In § 164.514(d)(4), we propose that a covered plan or provider that denies an individual’s request for inspection and copying in whole or in part be required to provide the individual with a written statement in plain language explaining the reason for the denial. The statement could include a direct reference to the section of the regulation relied upon for the denial, but the regulatory citation alone would not sufficiently explain the reason for the denial. The statement would need to include the name and number of the contact person or office within the entity who is responsible for receiving complaints. In addition, the statement would need to include information regarding the submission of a complaint with the Department pursuant to § 164.522(b).

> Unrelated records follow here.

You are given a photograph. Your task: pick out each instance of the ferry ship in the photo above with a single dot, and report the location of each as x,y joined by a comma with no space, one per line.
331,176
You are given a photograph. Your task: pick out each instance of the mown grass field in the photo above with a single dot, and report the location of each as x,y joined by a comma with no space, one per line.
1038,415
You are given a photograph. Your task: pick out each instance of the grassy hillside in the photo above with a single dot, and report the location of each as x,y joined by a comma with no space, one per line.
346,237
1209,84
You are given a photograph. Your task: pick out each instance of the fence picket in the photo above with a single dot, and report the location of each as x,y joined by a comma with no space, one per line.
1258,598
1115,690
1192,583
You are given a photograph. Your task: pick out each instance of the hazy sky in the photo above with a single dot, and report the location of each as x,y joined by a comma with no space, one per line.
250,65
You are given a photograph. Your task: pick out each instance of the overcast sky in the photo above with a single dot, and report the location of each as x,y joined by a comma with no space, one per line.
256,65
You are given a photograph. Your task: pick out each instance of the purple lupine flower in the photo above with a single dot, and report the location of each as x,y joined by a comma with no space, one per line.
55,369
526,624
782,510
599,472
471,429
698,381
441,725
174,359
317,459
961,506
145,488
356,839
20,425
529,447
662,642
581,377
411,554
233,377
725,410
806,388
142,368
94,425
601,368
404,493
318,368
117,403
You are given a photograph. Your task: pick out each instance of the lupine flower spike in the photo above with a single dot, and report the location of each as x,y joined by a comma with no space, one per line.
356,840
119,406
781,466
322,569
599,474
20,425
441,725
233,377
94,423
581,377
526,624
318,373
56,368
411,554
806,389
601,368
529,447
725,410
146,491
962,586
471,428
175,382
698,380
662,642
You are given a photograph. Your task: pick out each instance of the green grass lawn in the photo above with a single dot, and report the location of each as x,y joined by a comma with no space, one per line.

We considered proposing that covered plans and providers provide a mechanism for appealing a denial of inspection and copying. We believe, however, that the requirement proposed in § 164.518(d) that covered plans and providers have complaint procedures to address patient and enrollee privacy issues generally would allow the individual to raise the issue of a denial with the covered plan or provider. We would expect the complaint procedures to be scalable; for example, a large plan might develop a standard complaint process in each location where it operates whereas, a small practice might simply refer the original request and denial to the clinician in charge for review. We would encourage covered plans and providers to institute a system of appeals, but would not require it by regulation. In addition, the individual would be permitted to file a complaint with the Department pursuant to § 164.522(b).